Right. And then you need to know Taylor series. Additionally, you must be able to justify why you can exchange derivative and series. Do you think that somebody who just asked what the derivative of sin(x) is, knows these things?

Again, no. I'm assuming they know the integral of a function of the form $f(x)=e^{ax}$. Do you think someone who would ask such a thing would be doing a rigorous proof of the concept? I was providing my method of doing it, because I think it works.

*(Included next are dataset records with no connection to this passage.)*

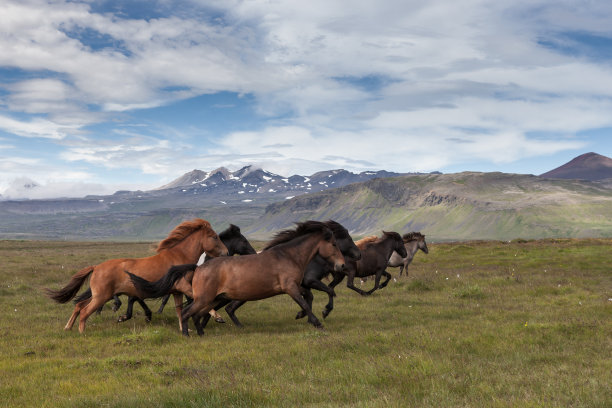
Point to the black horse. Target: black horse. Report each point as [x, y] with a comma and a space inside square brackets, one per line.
[231, 237]
[317, 269]
[374, 259]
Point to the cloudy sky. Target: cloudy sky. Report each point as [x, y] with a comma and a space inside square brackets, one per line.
[101, 95]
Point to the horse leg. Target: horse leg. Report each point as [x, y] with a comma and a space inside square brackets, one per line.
[129, 311]
[386, 282]
[213, 313]
[231, 308]
[116, 303]
[94, 304]
[376, 283]
[294, 292]
[178, 306]
[195, 310]
[338, 277]
[307, 295]
[75, 313]
[350, 283]
[146, 309]
[164, 301]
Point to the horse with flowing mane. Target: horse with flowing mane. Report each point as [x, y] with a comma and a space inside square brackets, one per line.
[317, 269]
[375, 254]
[183, 245]
[276, 270]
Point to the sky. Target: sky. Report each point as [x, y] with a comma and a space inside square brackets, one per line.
[98, 96]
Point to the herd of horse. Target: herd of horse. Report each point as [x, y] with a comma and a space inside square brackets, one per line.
[294, 262]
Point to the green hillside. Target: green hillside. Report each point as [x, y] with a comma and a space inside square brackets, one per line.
[456, 206]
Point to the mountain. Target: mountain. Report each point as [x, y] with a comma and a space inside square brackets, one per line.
[589, 166]
[254, 183]
[220, 196]
[455, 207]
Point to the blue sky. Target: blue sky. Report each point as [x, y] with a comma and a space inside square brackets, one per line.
[97, 96]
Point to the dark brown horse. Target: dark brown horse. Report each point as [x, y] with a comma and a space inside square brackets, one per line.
[413, 241]
[316, 270]
[183, 245]
[277, 270]
[374, 257]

By the way...I was responding to your question with that Taylor series. He didn't ask what the derivative of $\sin{x}$ was. He asked for the integral.

 

[micromass]

Again, no. I'm assuming they know the integral of a function of the form $f(x)=e^{ax}$. Do you think someone who would ask such a thing would be doing a rigorous proof of the concept? I was providing my method of doing it, because I think it works.

People in calculus typically only see this for real numbers $a$ and $x$. Not for complex variables.

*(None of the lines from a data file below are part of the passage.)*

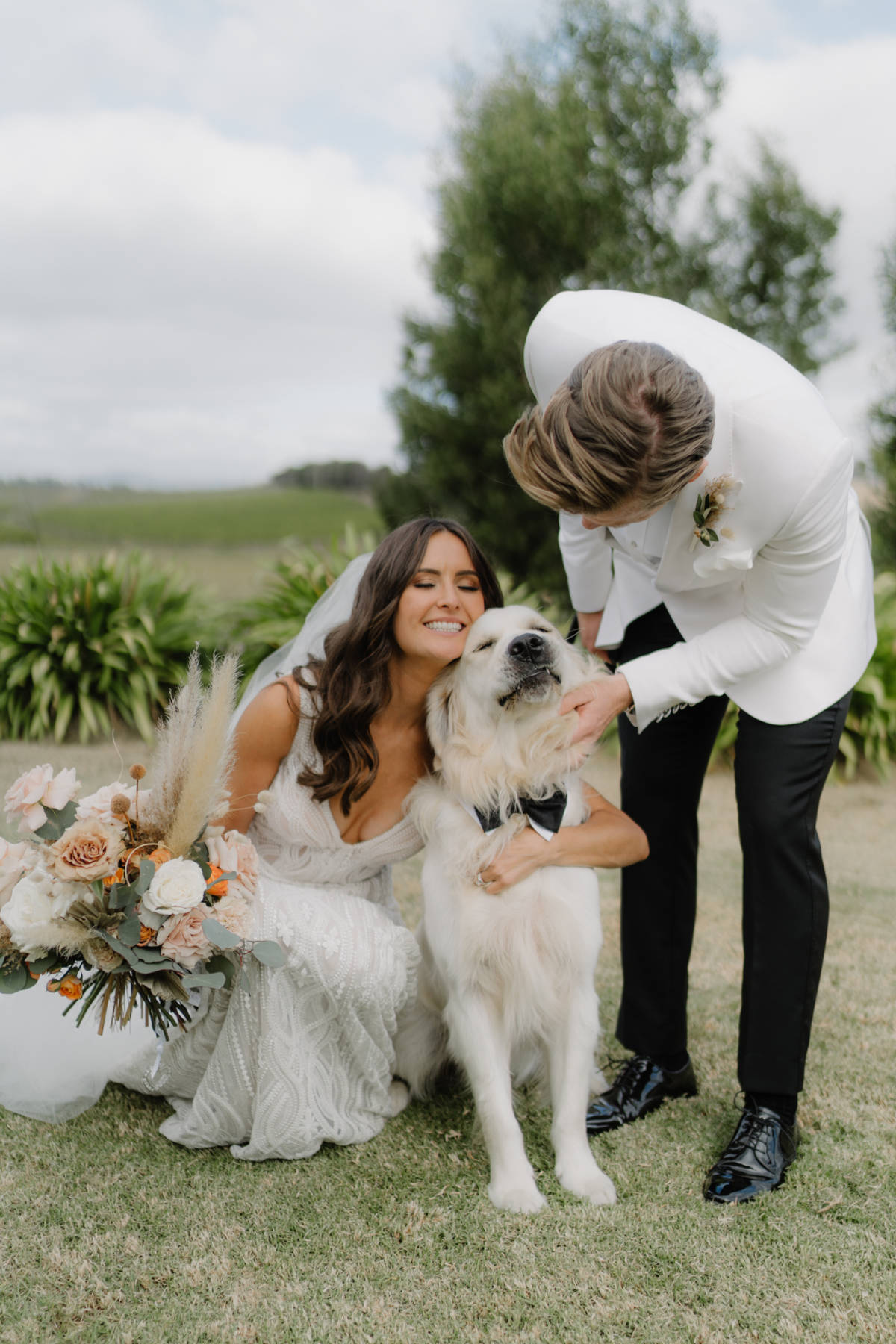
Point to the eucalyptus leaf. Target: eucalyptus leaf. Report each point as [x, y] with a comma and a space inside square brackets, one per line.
[147, 874]
[218, 936]
[152, 918]
[120, 895]
[58, 821]
[269, 953]
[222, 965]
[13, 981]
[129, 932]
[205, 979]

I know your proof works. I'm just saying it's not helpful to the OP.

 

[Mandelbroth]

People in calculus typically only see this for real numbers $a$ and $x$. Not for complex variables.

I know your proof works. I'm just saying it's not helpful to the OP.

I'm letting him or her assume, without proof, that integration works similarly for complex $a$. Again, the idea of the proof was for you, because you were asking how one finds the derivative of $e^{ix}$ without sines and cosines. I was also attempting to convey that, at this point, I don't think the OP is looking for a rigorous proof.

Now, let's stop bickering about complex variables and actually help the OP. Alright?

 

[LCKurtz]

Now, let's ... actually help the OP. Alright?

This was done in the first three replies, none of which were acknowledged by vee6 that he understood them.

 

[CompuChip]

I know your proof works. I'm just saying it's not helpful to the OP.

I disagree. Without indication how we are supposed to find the antiderivative (we could just state it and that would also answer the question), what the level of the OP is (e.g. how have we defined sin and cos?) and how rigorously we need to prove it, I think it's a useful point that LCKurtz has made.